Official Iranian figures differ greatly from independent statistical centers. For example, Iranian officials count those who work one hour a week as employed, while independent statistical centers classify them as unemployed.
"Even if the unemployment figures have not been manipulated [by the government], they are questionable from a methodological point of view" and therefore figures on the year could be much higher than what was originally reported, according to the Farda report.
The Islamic Republic of Iran’s human rights record remained atrocious under President Hassan Rouhani, according to a report released by the New York-based Human Rights Watch in 2015.
HRW described the conditions as “dire” in Iran and wrote that the country’s intelligence and judiciary “carried out serious rights abuses throughout 2014.”
The report’s findings are a far cry from Rouhani’s 2013 pre-election campaign promise that “all ethnicities, all religions, even religious minorities, must feel justice.”
"Executions, especially for drug-related offenses, continued at a high rate," according to Human Rights Watch. "Security and intelligence forces arrested journalists, bloggers and social media activists, and revolutionary courts handed down heavy sentences against them.”

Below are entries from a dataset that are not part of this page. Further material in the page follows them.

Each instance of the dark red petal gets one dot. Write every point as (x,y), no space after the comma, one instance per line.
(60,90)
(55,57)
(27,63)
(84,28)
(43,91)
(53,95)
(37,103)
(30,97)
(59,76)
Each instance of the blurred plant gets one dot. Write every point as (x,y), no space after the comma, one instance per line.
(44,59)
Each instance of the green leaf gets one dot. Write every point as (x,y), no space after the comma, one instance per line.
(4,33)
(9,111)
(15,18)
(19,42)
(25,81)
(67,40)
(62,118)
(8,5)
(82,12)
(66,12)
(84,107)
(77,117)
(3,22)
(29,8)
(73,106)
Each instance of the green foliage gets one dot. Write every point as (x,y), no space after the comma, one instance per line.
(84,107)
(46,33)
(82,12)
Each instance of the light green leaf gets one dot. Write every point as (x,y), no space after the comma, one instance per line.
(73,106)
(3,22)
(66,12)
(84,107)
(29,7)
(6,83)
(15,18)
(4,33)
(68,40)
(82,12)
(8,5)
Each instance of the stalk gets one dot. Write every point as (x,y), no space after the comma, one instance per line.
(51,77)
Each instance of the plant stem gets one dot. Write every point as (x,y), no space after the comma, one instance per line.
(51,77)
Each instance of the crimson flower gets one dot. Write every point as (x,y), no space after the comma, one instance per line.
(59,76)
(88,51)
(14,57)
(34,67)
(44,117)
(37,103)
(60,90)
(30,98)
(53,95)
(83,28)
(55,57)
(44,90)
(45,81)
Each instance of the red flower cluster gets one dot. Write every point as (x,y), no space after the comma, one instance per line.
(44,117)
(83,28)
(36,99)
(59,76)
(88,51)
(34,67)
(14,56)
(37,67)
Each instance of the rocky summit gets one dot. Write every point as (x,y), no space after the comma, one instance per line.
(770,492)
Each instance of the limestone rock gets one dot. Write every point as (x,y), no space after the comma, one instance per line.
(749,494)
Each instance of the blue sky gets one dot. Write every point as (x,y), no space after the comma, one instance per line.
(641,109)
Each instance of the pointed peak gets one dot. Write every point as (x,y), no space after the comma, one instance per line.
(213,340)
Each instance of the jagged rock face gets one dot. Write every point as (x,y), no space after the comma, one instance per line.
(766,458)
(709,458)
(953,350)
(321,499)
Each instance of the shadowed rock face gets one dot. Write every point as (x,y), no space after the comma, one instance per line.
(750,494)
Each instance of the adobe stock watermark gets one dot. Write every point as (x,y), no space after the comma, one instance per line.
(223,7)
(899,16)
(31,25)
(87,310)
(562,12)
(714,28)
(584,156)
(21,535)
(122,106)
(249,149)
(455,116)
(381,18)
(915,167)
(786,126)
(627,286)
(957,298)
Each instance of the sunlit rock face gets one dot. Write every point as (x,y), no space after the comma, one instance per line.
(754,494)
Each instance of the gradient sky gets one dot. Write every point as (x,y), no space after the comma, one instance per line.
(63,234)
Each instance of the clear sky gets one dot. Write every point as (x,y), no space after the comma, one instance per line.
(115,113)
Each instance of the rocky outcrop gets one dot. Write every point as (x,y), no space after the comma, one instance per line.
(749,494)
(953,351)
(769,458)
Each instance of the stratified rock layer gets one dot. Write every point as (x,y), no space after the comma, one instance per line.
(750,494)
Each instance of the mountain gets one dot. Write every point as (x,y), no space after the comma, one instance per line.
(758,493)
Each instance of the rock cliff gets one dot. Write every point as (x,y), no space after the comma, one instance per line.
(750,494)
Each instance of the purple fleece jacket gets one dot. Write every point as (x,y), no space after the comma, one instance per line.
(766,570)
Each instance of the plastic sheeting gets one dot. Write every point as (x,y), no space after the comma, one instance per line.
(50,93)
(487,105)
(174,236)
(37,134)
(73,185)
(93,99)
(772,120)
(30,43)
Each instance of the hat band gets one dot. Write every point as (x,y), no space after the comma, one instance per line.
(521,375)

"Modern democracies respect the freedom of the press. Iran does not!" Progetto Dreyfus said via their Twitter page. The Iranian Republic, in addition to freedom of speech violations, does not allow the use of social media without censorship from the government, allowing the government to manipulate the information coming in or out of these websites.
In addition, within the same realm, someone speaking out against the government in any way could face punishment by the ruling regime itself - furthering the censorship on freedom of speech and freedom of information within the country.
Iranian media sources said at least 200 prisoners had been killed by October 2014, “but opposition sources said they carried out another 400 unannounced executions. Some executions were public.”
Iran’s regime imposes the death penalty for offenses including, “insulting the Prophet,” apostasy, same-sex relations and adultery.
The Islamic republic has also been complicit in the oppression of non-Muslim minorities as well. HRW wrote that Iran "denies freedom of religion to Baha’is… and discriminates against them. At least 136 Baha’is were held in Iran’s prisons as of May 2014."
Amnesty International and Human Rights Watch blasted the Islamic republic for its sweeping, violent crackdown on Christians and Dervishes, including imposing lengthy prison terms on the members of those religious minority groups.
The ongoing, severe violation of human rights contradicting Iranian President Hassan Rouhani’s pre-election promises give the perception of a regime that is neither serious about honoring its basic human rights norms or statements that it will not build a nuclear weapons device.
Benjamin Weinthal contributed to this report.